Parthenogenic activation of pig oocytes by protein kinase inhibition.

Previous studies have shown that protein kinase stimulators can induce the release of the metaphase II arrest in mouse ova. The present report is about the role of protein kinase in parthenogenic activation of pig oocytes, which was studied using a broad-spectrum protein kinase inhibitor. Metaphase II oocytes were obtained via in vitro maturation. Two sources of H7 [1-(5-isoquinolinesulfonyl)-2-methylpiperazine, HCl] were tested--Sigma (H7s) and Calbiochem (H7c). Both were found to be equally effective in promoting release of the metaphase II block. Activation, release of the metaphase II arrest, and progression to the first interphase could be induced at the highest percentage with an exposure to 2.0 mM H7s for 80 min (68.1%).
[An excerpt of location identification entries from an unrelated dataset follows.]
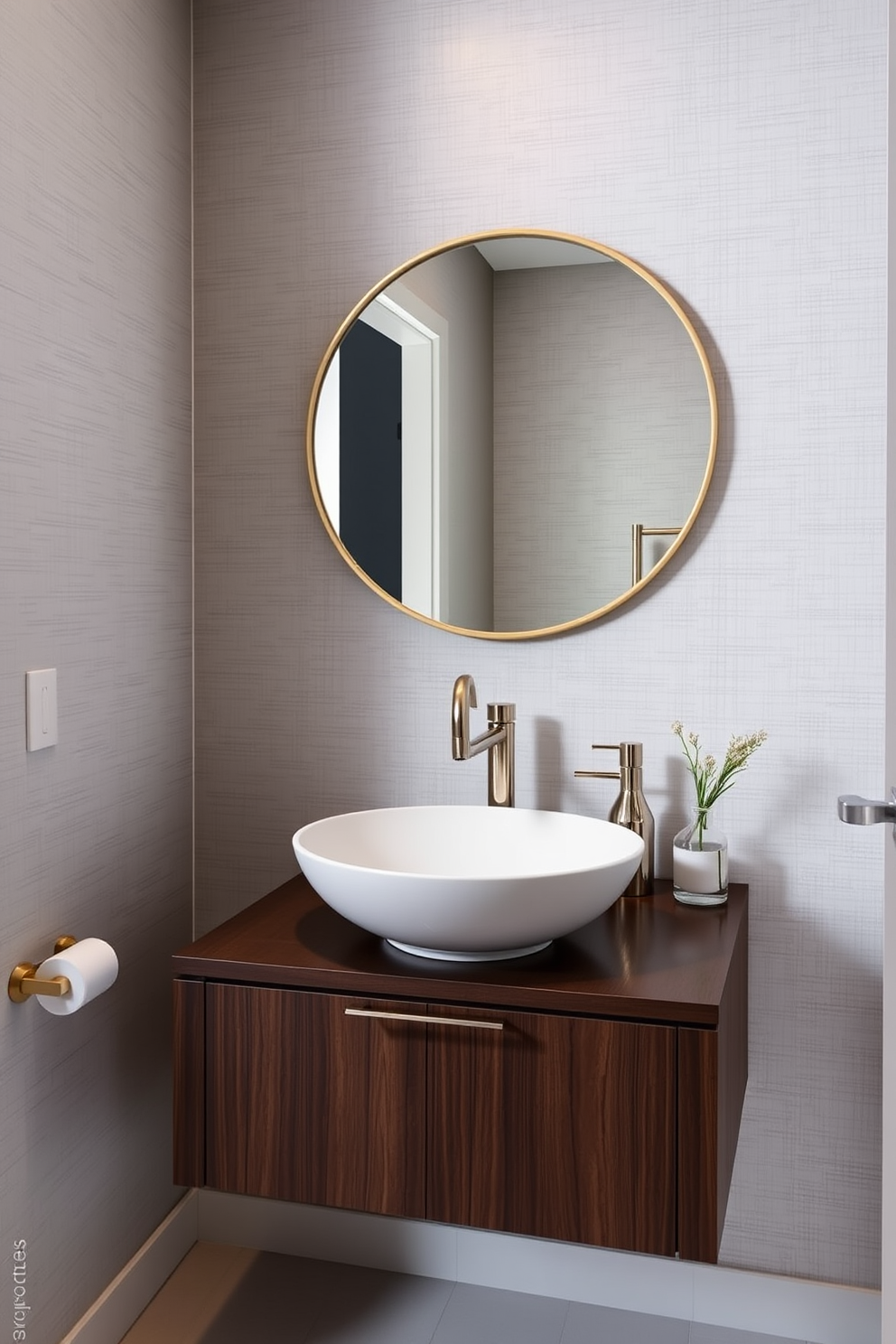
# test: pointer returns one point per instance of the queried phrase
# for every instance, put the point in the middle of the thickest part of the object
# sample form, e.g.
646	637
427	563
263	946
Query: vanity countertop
648	957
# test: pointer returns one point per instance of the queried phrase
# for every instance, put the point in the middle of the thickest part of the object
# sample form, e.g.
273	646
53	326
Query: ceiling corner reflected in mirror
512	433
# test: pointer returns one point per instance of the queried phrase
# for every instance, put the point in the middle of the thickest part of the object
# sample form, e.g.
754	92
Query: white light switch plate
41	710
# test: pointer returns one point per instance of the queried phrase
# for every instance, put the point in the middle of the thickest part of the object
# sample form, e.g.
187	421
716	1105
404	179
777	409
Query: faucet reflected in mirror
498	740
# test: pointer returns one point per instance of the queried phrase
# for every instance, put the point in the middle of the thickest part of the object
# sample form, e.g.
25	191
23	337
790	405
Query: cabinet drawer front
308	1104
555	1126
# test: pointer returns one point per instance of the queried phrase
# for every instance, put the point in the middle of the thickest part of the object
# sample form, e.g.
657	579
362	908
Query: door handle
865	812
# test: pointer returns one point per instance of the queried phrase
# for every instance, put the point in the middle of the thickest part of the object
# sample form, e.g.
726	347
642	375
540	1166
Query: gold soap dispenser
630	809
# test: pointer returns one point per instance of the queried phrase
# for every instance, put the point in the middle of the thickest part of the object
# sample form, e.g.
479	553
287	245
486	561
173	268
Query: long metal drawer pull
414	1016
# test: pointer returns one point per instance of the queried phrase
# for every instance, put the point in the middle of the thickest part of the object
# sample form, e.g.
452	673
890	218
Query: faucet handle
630	756
600	774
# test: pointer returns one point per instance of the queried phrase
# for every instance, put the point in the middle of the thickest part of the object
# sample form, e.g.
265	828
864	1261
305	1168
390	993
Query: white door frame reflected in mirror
433	585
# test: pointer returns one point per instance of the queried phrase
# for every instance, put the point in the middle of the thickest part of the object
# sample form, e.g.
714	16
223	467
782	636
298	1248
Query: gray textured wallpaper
739	154
94	581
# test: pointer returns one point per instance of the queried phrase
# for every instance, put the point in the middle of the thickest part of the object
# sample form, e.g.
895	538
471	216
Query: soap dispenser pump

In another experiment, H7c resulted in 69.5% activation, while iso-H7 [1-(5-isoquinolinesulfonyl)-3-methylpiperazine, HCl] at a similar concentration and exposure duration resulted in 25.7% activation. H7s and H7c were more effective than iso-H7 in inducing the appearance of a 22-kDa protein that is associated with normal fertilization in the pig. In contrast, although pronuclei could form and the protein profiles were indicative of activation, cortical granule exocytosis did not occur, and oocytes failed to develop to the blastocyst stage after H7 treatment. In contrast to the H7-treated oocytes, electrostimulation resulted in pronuclear formation, the appearance of the 22-kDa protein, release of cortical granules, and development to the blastocyst stage. These data demonstrate that broad-spectrum inhibitors of protein kinase are unable to induce all the events associated with normal fertilization.